Since the development of the agriculture during the Neolithic and until present, humans never stopped to shape their environment to obtain required resources. Over millennia, they were able to change their operating modes and to adapt their technologies and their techniques to changing socio-economic and political contexts but also to variable climatic and local environmental conditions. The different phases of agrarian history defined as the combination of the mode of exploitation of an ecosystem – i.e. seen as an "agro-system" -, the technical system, and the socio-economic logic governing the whole have been summarized by agronomists in the theoretical concept of agrarian system (Mazoyer and Roudart, 1997).

This conceptual framework is particularly applicable to lowlands where human societies have historically found less-limiting climatic and topographic conditions for the development and the diversification of agro-pastoral activities. Thus, the Pre-Alps lowlands sheltered many archaeological evidences of ancient human occupations since the Neolithic with several pile-dwelling sites (i.e Paladru, Aiguebelette, Bourget-du-Lac) and over the past 7000 years.

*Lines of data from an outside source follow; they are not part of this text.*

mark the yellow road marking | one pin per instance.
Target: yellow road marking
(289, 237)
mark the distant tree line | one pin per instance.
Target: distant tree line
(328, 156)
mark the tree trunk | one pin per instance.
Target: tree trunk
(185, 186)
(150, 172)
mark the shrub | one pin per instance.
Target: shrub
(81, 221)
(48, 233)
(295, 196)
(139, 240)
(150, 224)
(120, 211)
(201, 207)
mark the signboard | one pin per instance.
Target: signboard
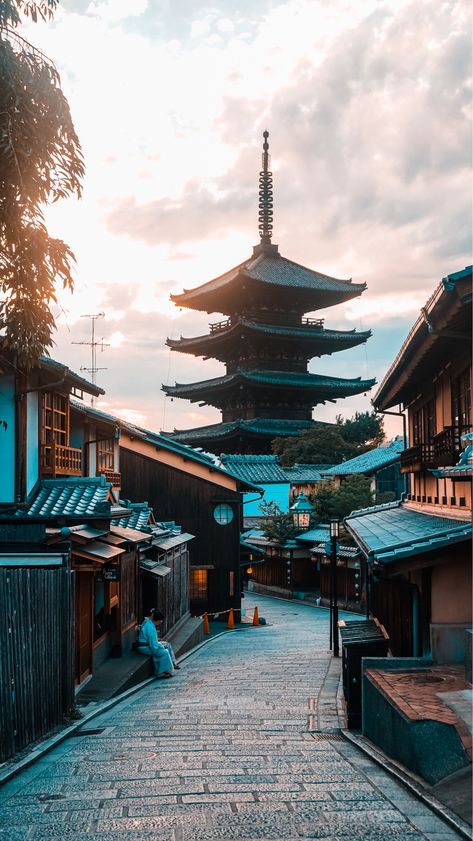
(111, 572)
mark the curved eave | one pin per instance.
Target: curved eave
(314, 289)
(327, 341)
(317, 387)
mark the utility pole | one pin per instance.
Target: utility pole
(93, 344)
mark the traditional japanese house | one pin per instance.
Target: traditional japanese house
(264, 471)
(304, 478)
(382, 465)
(419, 550)
(206, 500)
(265, 342)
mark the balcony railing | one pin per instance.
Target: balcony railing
(111, 476)
(313, 322)
(447, 445)
(220, 325)
(57, 460)
(417, 458)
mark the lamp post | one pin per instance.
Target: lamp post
(301, 511)
(334, 533)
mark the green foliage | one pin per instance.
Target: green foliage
(276, 525)
(40, 162)
(331, 445)
(354, 492)
(363, 427)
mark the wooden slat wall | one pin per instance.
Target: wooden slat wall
(169, 594)
(36, 654)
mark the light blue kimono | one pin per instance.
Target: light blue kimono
(148, 643)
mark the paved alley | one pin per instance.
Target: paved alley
(222, 751)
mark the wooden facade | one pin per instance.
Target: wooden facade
(178, 490)
(36, 653)
(424, 600)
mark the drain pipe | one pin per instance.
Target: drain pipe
(396, 415)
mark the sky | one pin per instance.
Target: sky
(368, 105)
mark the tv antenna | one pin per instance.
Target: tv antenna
(93, 344)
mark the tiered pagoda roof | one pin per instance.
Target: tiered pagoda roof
(266, 344)
(310, 337)
(265, 274)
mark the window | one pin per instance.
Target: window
(54, 427)
(198, 584)
(223, 514)
(461, 400)
(105, 454)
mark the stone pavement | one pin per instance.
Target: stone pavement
(222, 751)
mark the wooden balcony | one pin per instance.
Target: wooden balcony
(447, 445)
(111, 476)
(417, 458)
(57, 460)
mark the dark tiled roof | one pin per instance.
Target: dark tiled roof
(391, 532)
(371, 461)
(297, 332)
(330, 386)
(74, 498)
(275, 270)
(161, 440)
(140, 518)
(260, 469)
(258, 426)
(305, 472)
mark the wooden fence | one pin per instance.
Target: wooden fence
(36, 654)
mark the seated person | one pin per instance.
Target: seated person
(148, 643)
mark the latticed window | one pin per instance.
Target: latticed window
(105, 454)
(198, 584)
(55, 427)
(461, 399)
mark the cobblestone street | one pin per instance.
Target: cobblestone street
(221, 751)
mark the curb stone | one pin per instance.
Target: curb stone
(48, 744)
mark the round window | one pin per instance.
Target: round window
(223, 514)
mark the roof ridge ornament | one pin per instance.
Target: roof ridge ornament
(265, 205)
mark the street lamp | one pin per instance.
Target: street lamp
(301, 511)
(334, 534)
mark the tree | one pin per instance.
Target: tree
(354, 492)
(331, 444)
(40, 162)
(362, 428)
(276, 525)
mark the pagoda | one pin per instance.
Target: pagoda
(266, 344)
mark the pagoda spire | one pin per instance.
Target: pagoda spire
(265, 214)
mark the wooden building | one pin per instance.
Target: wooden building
(188, 486)
(265, 343)
(419, 550)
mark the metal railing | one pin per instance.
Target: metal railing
(58, 460)
(416, 458)
(447, 445)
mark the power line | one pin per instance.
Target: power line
(93, 344)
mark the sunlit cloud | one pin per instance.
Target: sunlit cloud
(369, 111)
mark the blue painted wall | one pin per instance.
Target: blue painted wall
(7, 438)
(32, 440)
(278, 493)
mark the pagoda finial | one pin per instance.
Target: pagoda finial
(265, 214)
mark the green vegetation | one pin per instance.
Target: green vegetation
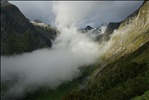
(45, 93)
(122, 79)
(145, 96)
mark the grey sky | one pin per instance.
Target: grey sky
(85, 13)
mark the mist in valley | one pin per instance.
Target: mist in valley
(53, 66)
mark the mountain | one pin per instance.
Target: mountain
(47, 30)
(18, 35)
(109, 30)
(123, 74)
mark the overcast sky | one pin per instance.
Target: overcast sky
(83, 13)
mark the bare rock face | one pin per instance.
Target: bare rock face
(18, 35)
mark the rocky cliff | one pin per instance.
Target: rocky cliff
(124, 73)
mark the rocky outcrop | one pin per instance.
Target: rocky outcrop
(109, 30)
(18, 35)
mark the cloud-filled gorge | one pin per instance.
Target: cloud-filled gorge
(53, 66)
(50, 66)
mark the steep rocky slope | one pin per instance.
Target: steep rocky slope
(18, 35)
(124, 73)
(109, 30)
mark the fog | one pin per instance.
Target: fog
(53, 66)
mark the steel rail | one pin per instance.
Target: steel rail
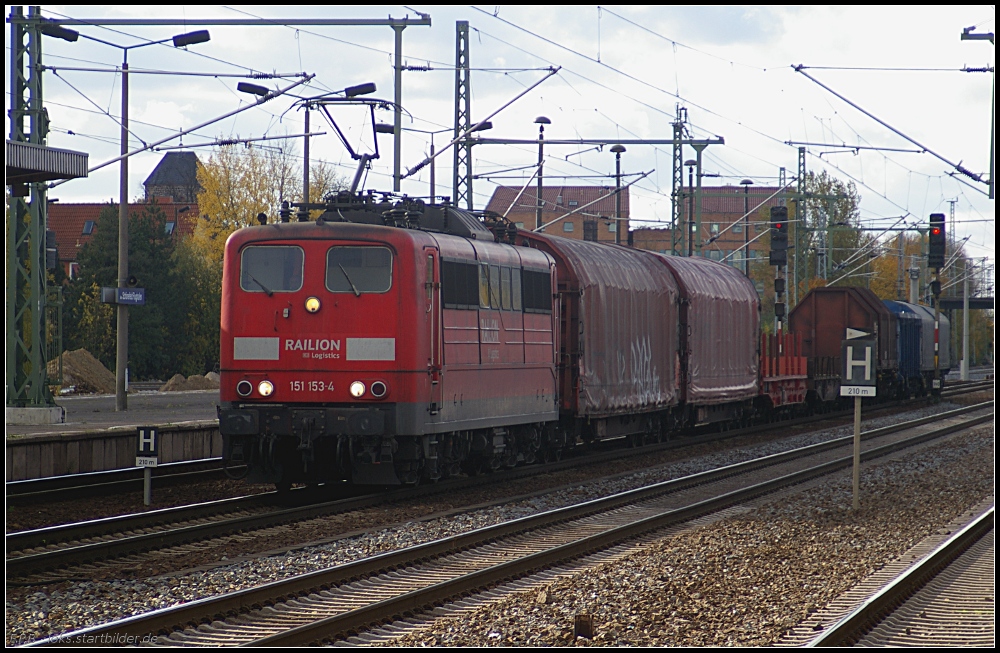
(203, 610)
(22, 565)
(865, 617)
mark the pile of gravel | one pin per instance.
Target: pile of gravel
(178, 383)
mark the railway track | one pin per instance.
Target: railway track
(76, 486)
(52, 554)
(945, 599)
(116, 481)
(329, 604)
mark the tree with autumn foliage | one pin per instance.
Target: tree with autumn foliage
(239, 183)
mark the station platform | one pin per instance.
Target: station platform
(95, 437)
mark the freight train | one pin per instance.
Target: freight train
(393, 341)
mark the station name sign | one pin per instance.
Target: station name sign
(129, 296)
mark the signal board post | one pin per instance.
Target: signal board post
(147, 456)
(858, 380)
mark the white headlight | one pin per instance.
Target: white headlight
(265, 388)
(357, 389)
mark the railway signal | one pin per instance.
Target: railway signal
(936, 242)
(779, 236)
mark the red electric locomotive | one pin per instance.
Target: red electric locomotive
(384, 343)
(389, 343)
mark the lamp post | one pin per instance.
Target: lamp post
(541, 121)
(121, 357)
(746, 183)
(618, 149)
(690, 163)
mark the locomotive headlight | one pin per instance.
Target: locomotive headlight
(265, 388)
(357, 389)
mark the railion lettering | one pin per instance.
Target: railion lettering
(312, 344)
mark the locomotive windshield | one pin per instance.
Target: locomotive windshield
(358, 269)
(270, 269)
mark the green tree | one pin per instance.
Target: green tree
(156, 330)
(827, 242)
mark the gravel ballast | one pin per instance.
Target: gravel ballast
(746, 580)
(39, 612)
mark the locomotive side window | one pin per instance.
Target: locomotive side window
(515, 286)
(270, 269)
(495, 286)
(358, 269)
(505, 288)
(537, 291)
(484, 285)
(459, 284)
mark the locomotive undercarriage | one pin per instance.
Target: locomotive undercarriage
(314, 445)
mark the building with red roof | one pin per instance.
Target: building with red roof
(172, 186)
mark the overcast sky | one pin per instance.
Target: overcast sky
(624, 72)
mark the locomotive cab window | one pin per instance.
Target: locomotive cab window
(270, 269)
(358, 269)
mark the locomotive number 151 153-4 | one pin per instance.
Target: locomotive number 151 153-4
(310, 386)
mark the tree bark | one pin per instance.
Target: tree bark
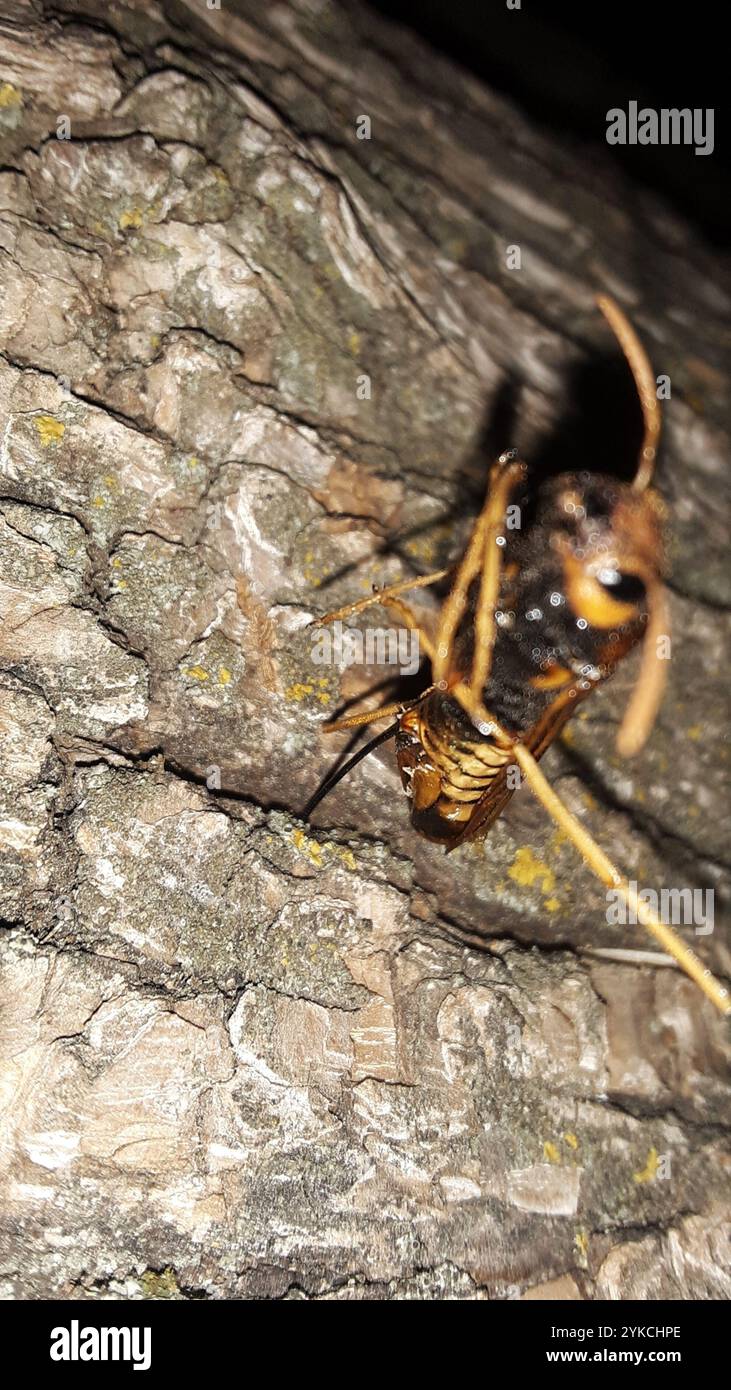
(253, 363)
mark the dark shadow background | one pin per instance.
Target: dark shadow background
(567, 64)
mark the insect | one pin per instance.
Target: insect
(537, 616)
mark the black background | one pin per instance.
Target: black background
(567, 64)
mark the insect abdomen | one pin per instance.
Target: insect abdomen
(444, 777)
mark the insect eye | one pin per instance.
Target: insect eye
(626, 588)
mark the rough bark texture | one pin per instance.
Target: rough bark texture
(242, 1057)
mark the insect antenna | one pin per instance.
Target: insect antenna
(646, 388)
(342, 772)
(651, 683)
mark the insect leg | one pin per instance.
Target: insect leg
(478, 558)
(605, 870)
(646, 389)
(380, 597)
(370, 716)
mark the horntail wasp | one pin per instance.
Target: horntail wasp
(535, 619)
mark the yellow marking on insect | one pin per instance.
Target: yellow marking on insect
(10, 95)
(649, 1172)
(131, 218)
(49, 430)
(526, 869)
(551, 680)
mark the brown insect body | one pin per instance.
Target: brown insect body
(573, 601)
(537, 616)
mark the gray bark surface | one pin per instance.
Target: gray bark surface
(242, 1057)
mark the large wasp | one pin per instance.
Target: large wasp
(535, 619)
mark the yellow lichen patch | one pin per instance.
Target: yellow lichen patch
(346, 855)
(9, 95)
(314, 851)
(131, 218)
(526, 869)
(648, 1173)
(299, 691)
(49, 430)
(309, 847)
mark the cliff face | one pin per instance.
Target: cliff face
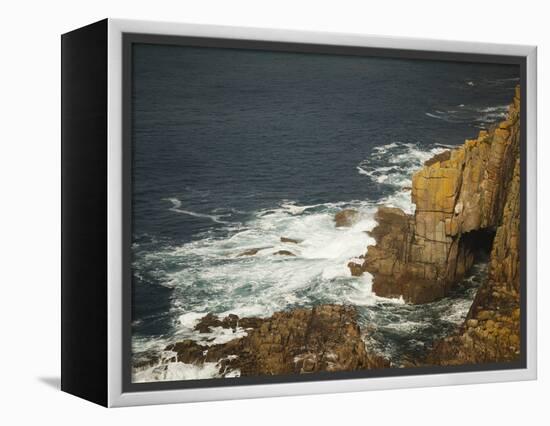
(492, 331)
(462, 200)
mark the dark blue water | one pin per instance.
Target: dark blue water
(223, 138)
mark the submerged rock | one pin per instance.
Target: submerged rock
(460, 198)
(346, 217)
(252, 252)
(284, 253)
(324, 338)
(290, 240)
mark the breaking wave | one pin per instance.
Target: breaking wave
(250, 271)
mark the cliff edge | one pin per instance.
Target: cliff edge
(467, 202)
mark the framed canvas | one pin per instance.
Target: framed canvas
(250, 212)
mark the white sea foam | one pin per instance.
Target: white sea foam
(209, 275)
(177, 371)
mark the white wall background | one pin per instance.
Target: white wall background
(30, 196)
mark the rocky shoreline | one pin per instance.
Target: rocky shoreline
(300, 341)
(467, 202)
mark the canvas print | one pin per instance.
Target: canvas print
(301, 213)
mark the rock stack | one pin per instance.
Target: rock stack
(464, 197)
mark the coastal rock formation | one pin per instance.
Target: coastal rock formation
(324, 338)
(461, 199)
(492, 331)
(290, 240)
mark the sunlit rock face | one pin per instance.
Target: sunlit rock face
(463, 198)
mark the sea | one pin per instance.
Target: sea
(234, 149)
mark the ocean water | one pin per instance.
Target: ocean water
(234, 149)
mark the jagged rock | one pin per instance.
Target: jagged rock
(252, 252)
(210, 320)
(346, 217)
(284, 253)
(324, 338)
(492, 329)
(460, 200)
(290, 240)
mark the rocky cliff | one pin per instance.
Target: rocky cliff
(492, 331)
(464, 198)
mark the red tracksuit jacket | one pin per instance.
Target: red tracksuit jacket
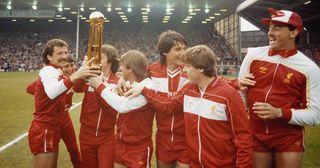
(96, 116)
(216, 125)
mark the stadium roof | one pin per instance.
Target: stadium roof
(254, 10)
(116, 11)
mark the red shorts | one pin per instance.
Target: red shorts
(167, 151)
(43, 140)
(291, 141)
(133, 156)
(96, 151)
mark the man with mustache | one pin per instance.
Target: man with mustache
(282, 93)
(51, 89)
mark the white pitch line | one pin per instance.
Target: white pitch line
(4, 147)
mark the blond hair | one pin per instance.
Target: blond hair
(201, 57)
(137, 62)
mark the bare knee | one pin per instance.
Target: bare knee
(288, 159)
(45, 160)
(262, 160)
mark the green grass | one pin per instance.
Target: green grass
(16, 108)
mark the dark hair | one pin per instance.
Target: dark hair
(48, 50)
(137, 62)
(166, 41)
(201, 57)
(113, 56)
(297, 39)
(71, 59)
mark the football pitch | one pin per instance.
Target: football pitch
(16, 108)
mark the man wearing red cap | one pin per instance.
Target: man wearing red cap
(284, 94)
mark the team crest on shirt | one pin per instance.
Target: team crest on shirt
(140, 163)
(213, 109)
(287, 79)
(263, 70)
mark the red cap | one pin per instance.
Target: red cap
(283, 16)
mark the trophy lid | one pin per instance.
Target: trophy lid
(96, 14)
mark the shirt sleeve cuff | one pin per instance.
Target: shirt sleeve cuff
(67, 82)
(145, 91)
(286, 114)
(100, 88)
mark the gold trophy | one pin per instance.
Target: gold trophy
(95, 40)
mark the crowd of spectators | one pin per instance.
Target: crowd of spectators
(21, 51)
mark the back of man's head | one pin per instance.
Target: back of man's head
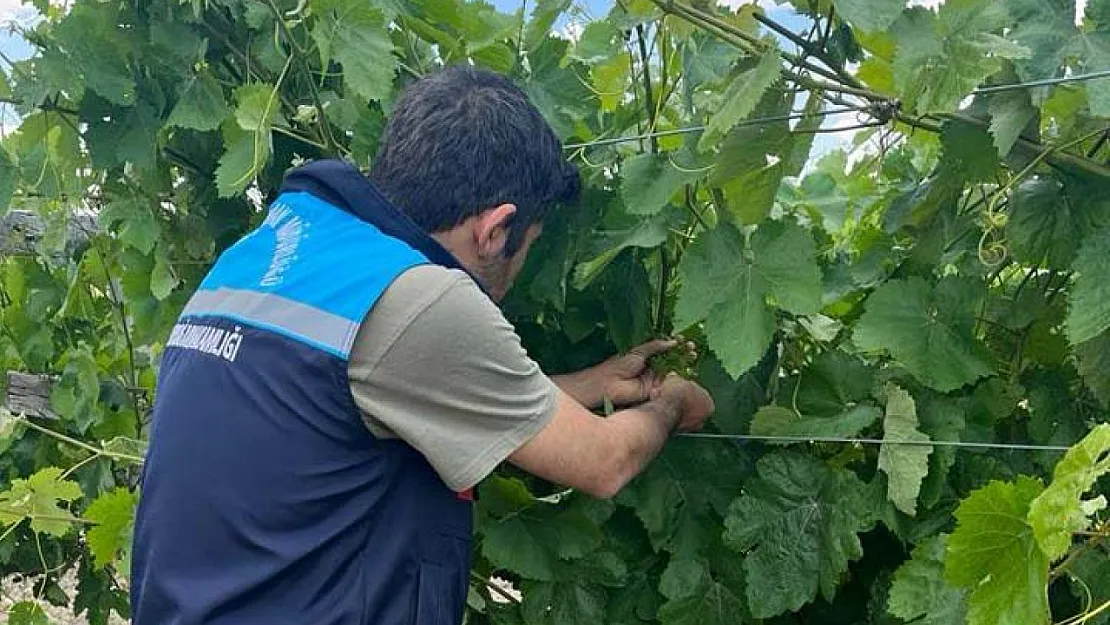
(464, 140)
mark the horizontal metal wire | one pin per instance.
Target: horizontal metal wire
(965, 444)
(1042, 82)
(757, 121)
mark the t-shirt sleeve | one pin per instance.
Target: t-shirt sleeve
(437, 364)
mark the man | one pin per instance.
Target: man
(342, 380)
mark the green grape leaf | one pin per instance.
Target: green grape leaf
(568, 603)
(113, 513)
(706, 270)
(259, 106)
(531, 536)
(134, 221)
(1090, 582)
(1061, 511)
(798, 523)
(648, 181)
(1048, 30)
(201, 104)
(716, 605)
(162, 279)
(599, 40)
(869, 14)
(919, 593)
(354, 33)
(626, 231)
(543, 20)
(925, 329)
(785, 258)
(941, 57)
(1042, 224)
(8, 179)
(27, 613)
(905, 465)
(730, 292)
(1095, 365)
(1089, 300)
(742, 97)
(677, 497)
(97, 50)
(244, 155)
(1010, 113)
(37, 499)
(740, 329)
(777, 421)
(684, 577)
(994, 553)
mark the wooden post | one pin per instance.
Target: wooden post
(29, 395)
(21, 230)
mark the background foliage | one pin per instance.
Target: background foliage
(947, 280)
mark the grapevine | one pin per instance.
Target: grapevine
(938, 275)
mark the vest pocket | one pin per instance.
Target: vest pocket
(439, 601)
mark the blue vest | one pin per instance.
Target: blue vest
(265, 500)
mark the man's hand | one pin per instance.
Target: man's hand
(690, 400)
(624, 380)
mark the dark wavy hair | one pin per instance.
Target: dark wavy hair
(464, 140)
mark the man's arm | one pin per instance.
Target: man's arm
(599, 455)
(624, 380)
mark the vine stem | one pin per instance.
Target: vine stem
(295, 52)
(121, 311)
(739, 39)
(649, 104)
(77, 443)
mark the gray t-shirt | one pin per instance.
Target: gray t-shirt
(437, 364)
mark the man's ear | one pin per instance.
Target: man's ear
(491, 230)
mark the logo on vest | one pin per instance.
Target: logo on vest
(207, 339)
(289, 230)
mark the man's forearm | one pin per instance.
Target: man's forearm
(583, 386)
(644, 431)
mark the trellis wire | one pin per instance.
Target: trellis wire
(687, 130)
(965, 444)
(1042, 82)
(980, 91)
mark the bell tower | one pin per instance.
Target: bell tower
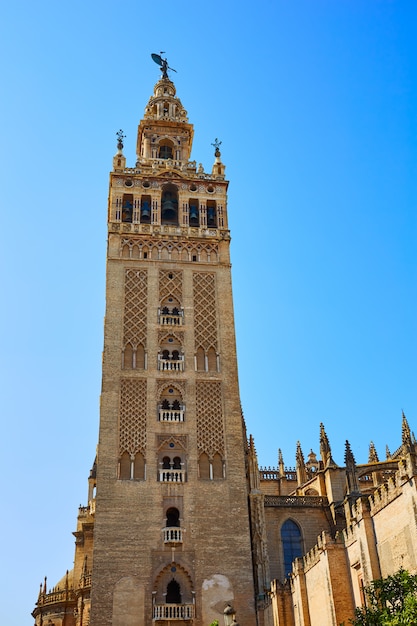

In this lowland area, paleoenvironmental multi-parameter (pollen, micro- and macro-charcoal, NPPs, sedaDNA, XRF) studies have been undertaken on two lacustrine sedimentary sequences from Paladru and Moras lakes located 30 km away. The aim was to both identify and quantify the operating modes of successive agrarian societies at a micro-regional scale and to determine their potential impacts on each ecosystem components whether soil, vegetation or lacustrine system.